I was left alone with her for a moment but could not calm her. Cristina went on fighting to escape. I held her face and tried to catch her eye.
“Cristina, please—”
She spat at me.
“Go away.”
The doctor returned with a nurse who carried a metal tray with a syringe, dressings, and a glass bottle containing a yellowish solution.
“Leave the room,” he ordered.
I went to the doorway. The nurse held Cristina against the bed and the doctor injected the sedative into her arm. Cristina’s shrieks pierced the room. I covered my ears and went out into the corridor.

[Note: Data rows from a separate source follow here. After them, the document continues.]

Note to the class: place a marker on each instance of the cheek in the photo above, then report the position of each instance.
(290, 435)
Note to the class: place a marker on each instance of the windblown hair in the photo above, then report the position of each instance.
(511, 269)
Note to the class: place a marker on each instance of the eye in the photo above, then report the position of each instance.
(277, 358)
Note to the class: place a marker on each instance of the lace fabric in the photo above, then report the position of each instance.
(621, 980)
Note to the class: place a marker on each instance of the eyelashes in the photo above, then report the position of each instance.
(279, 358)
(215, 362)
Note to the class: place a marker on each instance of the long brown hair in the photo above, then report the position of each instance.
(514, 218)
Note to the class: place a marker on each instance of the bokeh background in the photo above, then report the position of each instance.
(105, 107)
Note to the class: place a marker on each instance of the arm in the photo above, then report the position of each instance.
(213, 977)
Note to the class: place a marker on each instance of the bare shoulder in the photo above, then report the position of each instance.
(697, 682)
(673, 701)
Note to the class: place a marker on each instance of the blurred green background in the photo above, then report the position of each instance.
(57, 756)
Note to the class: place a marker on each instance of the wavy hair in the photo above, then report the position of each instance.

Coward, I told myself. Coward.
10
Beyond Villa San Antonio, a tree-lined path led out of the village, following an irrigation channel. The framed map in the hotel dining room bestowed on it the saccharine name of Lovers’ Lane. That afternoon, after leaving the sanatorium, I ventured down the gloomy path, which was suggestive more of loneliness than of romance. I walked for about half an hour without meeting a soul, leaving the village behind, until the sharp outline of Villa San Antonio and the large rambling houses that surrounded the lake were small cardboard cutouts on the horizon. I sat on one of the benches dotting the path and watched the sun setting at the other end of the Cerdanya valley. Some two hundred meters from where I sat, I could see the silhouette of a small, isolated country chapel in the middle of a snow-covered field. Without quite knowing why, I got up and made my way toward it. When I was about a dozen meters away, I noticed that the chapel had no door. The stone walls had been blackened by the flames that had devoured the building. I climbed the steps to what had once been the entrance and went in. The remains of burned pews and loose pieces of timber that had fallen from the ceiling were scattered among the ashes. Weeds had crept into the building and grown up around the former altar. The fading light shone through the narrow stone windows. I sat on what remained of a pew in front of the altar and heard the wind whispering through the cracks in the burned-out vault. I looked up and wished I had even a breath of the faith my old friend Sempere had possessed—his faith in God or in books—with which I could pray to God, or to hell, to give me another chance and let me take Cristina away from that place.